Schon bislang waren laut Unternehmensangaben mehr als zehn Millionen Euro Kapital in Gate Space geflossen (brutkasten berichtete). Nun sicherte sich das Startup eine weitere große Finanzierung. Über das EIC Accelerator Programm der Europäischen Kommission holt man sich insgesamt 6,3 Millionen Euro. Das Kapital teilt sich auf einen nicht rückzahlbaren Zuschuss des European Innovation Council (EIC) und ein Eigenkapital-Investment durch die Europäische Investmentbank (EIB) auf.

Das Geld soll nun eingesetzt werden, um die Industrialisierung der patentierten Technologie voranzutreiben, Produktionskapazitäten auszubauen und die internationale Marktposition weiter „offensiv“ zu stärken. „Diese Förderung ist eine außergewöhnliche Bestätigung unserer Technologie, unseres Teams und unserer Vision. Sie ermöglicht es uns, unsere Wachstumsstrategie deutlich zu beschleunigen und unsere Position als führender Anbieter für Mobilität und Infrastruktur im Weltraum weiter auszubauen“, kommentiert CEO und Mitgründer Moritz Novak.

Selektives Förderprogramm

Der EIC Accelerator zähle zu den selektivsten Förder- und Investitionsprogrammen für Deep-Tech-Unternehmen weltweit, betont man bei Gate Space. In der letzten Förderrunde seien lediglich rund sechs Prozent der Bewerbungen für eine Finanzierung ausgewählt worden. Das Scaleup sei dabei das einzige österreichische Unternehmen sowie das einzige Unternehmen aus den Bereichen Raumfahrt, Aerospace und Verteidigung, das in der aktuellen Förderrunde dabei ist.

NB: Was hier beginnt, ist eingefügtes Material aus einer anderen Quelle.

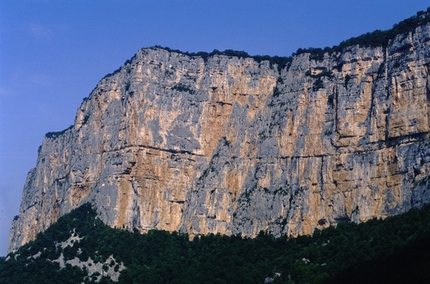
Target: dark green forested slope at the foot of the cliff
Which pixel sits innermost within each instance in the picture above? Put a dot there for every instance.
(387, 251)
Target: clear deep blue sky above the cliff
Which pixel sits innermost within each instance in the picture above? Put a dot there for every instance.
(53, 53)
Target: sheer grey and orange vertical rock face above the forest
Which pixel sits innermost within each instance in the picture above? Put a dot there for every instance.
(231, 145)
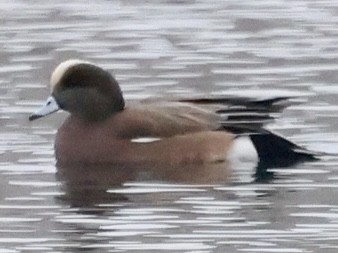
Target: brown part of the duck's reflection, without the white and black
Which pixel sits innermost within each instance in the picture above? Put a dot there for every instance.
(86, 185)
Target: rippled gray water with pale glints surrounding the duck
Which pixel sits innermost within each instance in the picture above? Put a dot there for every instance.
(155, 47)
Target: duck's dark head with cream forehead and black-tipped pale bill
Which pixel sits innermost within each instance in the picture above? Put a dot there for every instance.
(83, 89)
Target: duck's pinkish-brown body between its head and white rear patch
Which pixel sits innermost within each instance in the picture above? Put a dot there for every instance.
(143, 137)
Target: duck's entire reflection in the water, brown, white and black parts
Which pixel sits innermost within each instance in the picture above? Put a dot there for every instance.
(87, 185)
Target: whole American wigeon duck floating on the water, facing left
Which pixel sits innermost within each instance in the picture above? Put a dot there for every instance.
(103, 128)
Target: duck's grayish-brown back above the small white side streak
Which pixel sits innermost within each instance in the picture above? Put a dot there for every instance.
(164, 120)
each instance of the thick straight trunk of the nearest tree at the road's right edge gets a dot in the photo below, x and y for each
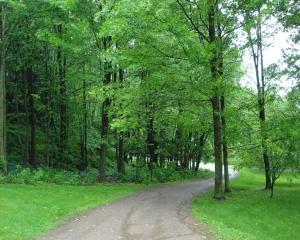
(217, 125)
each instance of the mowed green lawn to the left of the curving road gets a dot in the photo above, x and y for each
(27, 211)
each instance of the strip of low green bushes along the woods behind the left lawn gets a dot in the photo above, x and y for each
(171, 173)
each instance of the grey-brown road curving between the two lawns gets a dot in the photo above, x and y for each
(157, 214)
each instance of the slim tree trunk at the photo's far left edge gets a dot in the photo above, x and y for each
(3, 161)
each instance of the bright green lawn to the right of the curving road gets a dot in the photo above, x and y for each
(248, 213)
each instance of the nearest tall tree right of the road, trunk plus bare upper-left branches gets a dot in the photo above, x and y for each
(206, 31)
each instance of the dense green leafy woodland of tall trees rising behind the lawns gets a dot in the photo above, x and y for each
(134, 86)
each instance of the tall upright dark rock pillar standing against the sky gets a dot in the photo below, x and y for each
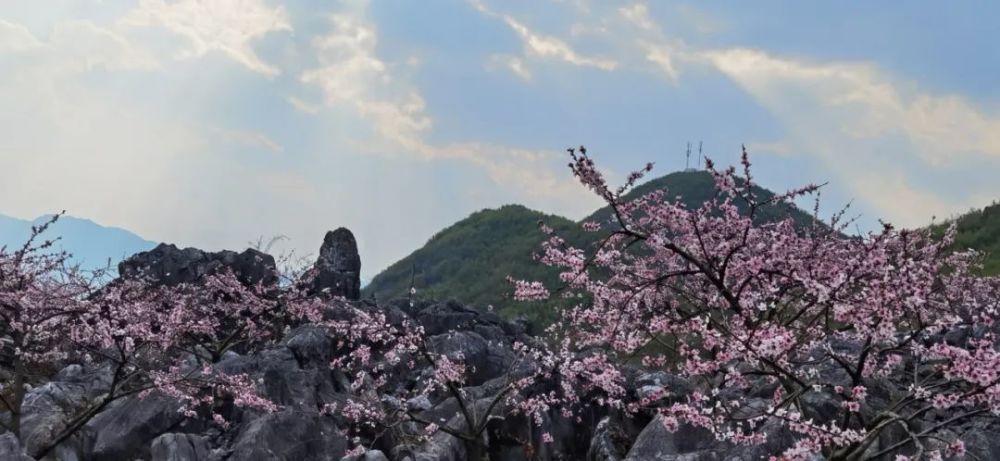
(337, 271)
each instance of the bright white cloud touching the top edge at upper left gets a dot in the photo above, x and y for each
(226, 26)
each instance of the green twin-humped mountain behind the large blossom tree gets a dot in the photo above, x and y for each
(469, 260)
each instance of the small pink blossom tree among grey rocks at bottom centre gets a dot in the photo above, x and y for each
(376, 353)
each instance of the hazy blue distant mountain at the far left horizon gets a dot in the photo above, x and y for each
(91, 245)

Gate Space betreibt eine eigene Testzentrale | (c) Gate Space

Der mehrstufige Auswahlprozess umfasst die Begutachtung durch unabhängige Experten, eine umfassende technische, kommerzielle und finanzielle Due-Diligence-Prüfung und ein abschließendes Investment-Pitching vor einer internationalen Jury aus Investoren, Unternehmer:innen und Technologieexperten.